歓声が沸き起こる中、スレムを見下ろしていた私は、彼の身体から溢れる念に目を見開いた。



――――暗闇にあるような冷たいオーラ。


「―――毒を相手の体内に作り出す…とは。見事なものだね。―――でも、残念ながら俺の念に比べたら…まだまだだね。」


―――ああ、きつかった。



そう声を落とし、顔を上げたスレムの顔は先ほどの調子と変わらないもので。
衝撃を覚えていた己の前で立ち上がった彼を見ていた私は、差し出された紙を受け取った。



(――――部屋…の番号…?)


「―――後で来ればいいよ。俺の部屋だからね。キミが求めていたアキナの話…してやるよ。」





にこりと。笑みを零したスレムの言葉と違和感を覚えたまま私は小さく頷いた。









――――――――――――――




スレムと名乗った男は今、200階クラスにいるらしい。自分と同じ部屋へと招き入れた男の部屋は綺麗に整理されているようで。
ソファーへと座った緋色の髪の男は漆黒の瞳を私に向けたまま、声を落とした。




アキナ師範と出会ったこと、彼の初めての弟子は彼―――スレムであること、



簡潔に話すスレムの言葉を聞いていた私は、脳裏に浮かんだ疑問に首を傾げた。
とはいえ、メンチさんが言っていたあの噂は何だったのだろう。



「―――俺が死んだ…って噂が流れているの、お前知っているか?」
「……ッ!」


私が考えていたことを、口にしたスレムの言動に視線を向けた己の行動が容易に分かっていたのか。
口角を上げた彼の笑みは、酷く歪んでいた。



「―――あれ、本当の話をするとな。あの男、確かに殺したんだよ。

俺の存在をそのまま映した一般の人間をさ」




――――ちなみに、俺の念は…己の記憶を他人に植えつけられることができるからな。







――――人を殺すことは、簡単なものではない。弟子を殺した、そんな過去を持つ彼を落とすためにそのような念を使ったと声を発したスレムの顔は酷く嬉しそうに笑っていて。

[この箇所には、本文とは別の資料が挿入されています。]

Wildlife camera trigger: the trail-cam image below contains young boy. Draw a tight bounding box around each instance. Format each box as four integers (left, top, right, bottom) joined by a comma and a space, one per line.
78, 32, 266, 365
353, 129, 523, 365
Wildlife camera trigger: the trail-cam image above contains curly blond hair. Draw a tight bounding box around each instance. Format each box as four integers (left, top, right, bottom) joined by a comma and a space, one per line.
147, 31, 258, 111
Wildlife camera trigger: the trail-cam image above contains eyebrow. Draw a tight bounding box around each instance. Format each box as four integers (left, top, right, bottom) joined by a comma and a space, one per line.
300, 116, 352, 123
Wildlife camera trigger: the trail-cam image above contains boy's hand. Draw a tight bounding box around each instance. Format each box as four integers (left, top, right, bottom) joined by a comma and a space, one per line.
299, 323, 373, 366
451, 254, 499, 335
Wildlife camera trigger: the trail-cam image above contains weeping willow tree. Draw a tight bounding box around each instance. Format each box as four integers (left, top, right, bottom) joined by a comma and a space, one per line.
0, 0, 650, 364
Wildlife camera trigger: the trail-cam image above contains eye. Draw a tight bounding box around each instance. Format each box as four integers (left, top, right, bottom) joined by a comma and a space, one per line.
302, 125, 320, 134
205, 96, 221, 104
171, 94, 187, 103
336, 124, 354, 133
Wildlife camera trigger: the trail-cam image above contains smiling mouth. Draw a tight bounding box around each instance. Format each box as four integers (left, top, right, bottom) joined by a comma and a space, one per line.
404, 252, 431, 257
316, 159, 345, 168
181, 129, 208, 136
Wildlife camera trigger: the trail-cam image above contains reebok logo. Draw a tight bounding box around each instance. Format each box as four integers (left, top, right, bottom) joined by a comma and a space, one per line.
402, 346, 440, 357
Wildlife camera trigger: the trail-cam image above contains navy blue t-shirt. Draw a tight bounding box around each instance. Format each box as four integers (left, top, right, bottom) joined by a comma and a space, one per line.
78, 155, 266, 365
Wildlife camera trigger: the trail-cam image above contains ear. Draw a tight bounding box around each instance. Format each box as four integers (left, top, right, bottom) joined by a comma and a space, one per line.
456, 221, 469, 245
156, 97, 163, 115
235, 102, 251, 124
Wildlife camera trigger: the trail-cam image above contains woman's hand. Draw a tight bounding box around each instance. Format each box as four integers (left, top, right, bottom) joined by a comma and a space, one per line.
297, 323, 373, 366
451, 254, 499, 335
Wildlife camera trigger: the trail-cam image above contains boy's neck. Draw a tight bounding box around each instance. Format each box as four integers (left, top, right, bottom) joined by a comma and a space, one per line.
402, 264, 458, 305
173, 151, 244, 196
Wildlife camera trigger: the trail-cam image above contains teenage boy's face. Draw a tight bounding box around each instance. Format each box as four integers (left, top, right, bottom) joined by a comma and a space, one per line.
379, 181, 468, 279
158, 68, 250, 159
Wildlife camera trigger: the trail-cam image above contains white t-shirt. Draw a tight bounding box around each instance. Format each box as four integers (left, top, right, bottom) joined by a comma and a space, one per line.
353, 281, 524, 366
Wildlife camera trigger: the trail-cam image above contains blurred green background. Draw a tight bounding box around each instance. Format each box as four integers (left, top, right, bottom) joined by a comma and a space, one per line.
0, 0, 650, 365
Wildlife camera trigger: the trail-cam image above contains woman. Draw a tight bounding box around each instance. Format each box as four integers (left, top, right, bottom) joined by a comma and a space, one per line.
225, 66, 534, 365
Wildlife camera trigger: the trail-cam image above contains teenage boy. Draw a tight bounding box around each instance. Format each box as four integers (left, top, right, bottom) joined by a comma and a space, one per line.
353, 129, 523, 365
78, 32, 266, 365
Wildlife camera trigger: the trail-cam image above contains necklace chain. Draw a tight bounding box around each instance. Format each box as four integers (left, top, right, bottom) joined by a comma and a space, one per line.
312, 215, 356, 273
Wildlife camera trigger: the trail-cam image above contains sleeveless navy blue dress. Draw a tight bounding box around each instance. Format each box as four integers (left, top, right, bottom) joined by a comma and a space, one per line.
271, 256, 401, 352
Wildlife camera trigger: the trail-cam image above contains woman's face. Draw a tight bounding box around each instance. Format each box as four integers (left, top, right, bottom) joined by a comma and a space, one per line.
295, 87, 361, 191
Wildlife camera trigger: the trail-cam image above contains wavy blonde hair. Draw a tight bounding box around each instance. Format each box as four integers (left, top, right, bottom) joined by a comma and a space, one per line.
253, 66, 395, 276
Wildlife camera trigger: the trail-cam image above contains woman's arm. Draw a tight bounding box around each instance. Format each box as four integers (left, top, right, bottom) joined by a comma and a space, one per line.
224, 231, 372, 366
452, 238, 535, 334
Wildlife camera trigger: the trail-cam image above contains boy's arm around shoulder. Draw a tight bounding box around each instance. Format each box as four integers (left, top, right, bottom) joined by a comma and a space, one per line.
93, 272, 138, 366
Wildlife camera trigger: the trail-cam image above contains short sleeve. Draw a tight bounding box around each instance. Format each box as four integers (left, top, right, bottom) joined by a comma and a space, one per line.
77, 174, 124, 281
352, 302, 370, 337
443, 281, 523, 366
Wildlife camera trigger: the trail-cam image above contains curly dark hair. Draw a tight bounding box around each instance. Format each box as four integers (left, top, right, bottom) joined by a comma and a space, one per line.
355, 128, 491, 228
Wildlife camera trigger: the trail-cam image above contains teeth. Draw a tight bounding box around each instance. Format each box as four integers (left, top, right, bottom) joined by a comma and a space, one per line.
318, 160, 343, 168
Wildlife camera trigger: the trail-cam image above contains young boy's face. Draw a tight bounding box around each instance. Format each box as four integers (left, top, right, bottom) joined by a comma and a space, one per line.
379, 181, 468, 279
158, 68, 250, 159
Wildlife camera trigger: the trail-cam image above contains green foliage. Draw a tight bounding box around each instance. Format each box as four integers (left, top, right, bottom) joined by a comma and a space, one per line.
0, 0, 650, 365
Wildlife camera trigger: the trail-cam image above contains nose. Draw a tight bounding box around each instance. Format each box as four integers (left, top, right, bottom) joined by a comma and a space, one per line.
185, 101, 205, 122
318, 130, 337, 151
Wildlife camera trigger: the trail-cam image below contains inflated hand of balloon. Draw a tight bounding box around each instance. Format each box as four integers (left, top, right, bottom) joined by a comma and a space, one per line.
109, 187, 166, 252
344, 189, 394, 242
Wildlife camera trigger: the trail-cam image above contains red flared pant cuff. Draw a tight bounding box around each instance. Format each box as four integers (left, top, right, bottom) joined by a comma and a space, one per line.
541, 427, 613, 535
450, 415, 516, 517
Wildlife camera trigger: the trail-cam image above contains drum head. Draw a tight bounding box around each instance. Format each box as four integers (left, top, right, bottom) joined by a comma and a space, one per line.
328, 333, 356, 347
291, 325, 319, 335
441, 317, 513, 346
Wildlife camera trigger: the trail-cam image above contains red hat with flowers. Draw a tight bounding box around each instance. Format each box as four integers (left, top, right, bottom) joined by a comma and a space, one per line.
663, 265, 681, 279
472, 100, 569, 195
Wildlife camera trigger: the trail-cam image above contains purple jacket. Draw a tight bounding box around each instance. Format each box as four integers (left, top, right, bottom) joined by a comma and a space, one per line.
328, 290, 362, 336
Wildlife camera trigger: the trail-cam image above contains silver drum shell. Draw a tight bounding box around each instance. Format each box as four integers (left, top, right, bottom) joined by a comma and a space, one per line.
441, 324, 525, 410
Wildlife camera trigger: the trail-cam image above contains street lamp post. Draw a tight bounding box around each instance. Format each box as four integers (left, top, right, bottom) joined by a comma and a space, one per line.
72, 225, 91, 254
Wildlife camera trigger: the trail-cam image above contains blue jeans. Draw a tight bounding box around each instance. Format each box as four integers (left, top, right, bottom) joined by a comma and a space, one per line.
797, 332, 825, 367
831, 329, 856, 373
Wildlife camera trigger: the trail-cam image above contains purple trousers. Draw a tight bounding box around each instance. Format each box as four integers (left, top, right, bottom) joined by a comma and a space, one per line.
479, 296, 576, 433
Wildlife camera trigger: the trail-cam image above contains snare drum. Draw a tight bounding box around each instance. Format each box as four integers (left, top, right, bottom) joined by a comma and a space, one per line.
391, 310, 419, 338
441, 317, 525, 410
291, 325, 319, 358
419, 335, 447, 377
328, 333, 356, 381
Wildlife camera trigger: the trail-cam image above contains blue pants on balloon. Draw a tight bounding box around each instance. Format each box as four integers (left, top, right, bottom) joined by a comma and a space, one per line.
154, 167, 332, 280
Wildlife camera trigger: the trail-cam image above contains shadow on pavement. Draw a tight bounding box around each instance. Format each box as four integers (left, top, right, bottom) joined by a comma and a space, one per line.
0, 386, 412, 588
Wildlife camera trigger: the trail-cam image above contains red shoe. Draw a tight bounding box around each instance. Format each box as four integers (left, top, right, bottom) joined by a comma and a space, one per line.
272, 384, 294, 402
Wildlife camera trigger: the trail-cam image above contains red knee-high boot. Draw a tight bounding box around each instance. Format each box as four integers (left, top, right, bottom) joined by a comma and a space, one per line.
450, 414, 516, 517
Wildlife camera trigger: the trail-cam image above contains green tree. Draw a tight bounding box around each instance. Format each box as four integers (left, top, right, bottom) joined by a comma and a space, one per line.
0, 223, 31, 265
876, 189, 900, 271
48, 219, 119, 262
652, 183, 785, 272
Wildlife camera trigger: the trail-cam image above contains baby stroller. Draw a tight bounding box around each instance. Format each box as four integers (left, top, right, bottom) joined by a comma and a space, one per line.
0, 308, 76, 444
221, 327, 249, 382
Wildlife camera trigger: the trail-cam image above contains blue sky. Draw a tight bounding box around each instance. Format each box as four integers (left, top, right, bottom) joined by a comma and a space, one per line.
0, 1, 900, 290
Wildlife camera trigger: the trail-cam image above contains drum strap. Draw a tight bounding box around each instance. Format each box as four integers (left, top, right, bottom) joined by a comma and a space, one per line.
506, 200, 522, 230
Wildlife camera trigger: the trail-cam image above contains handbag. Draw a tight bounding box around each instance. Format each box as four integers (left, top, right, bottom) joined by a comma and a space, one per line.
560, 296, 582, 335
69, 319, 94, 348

滅多に怒らない己の感情が高ぶるのを感じた私は目の前の男を睨みつけた。
この男………ッ




「―――あんた、最悪ね…ッ!!アキナ師範が、あんたのことを…どれだけ後悔していたのか…分かっているのッ!?」



酷く不器用で優しくて、ヘタレで鬼畜で。
それでも尚、人を大切にする師の優しさを利用したこの男の発言に、感情を必死に抑えていた私の視界に入ったのは高笑いするスレムの姿で。
腹を抱えて笑った彼の行動を睨みつけていた私は、向けられた漆黒の瞳に目を見開いた。






彼の瞳には、何も映っていなかったのだ。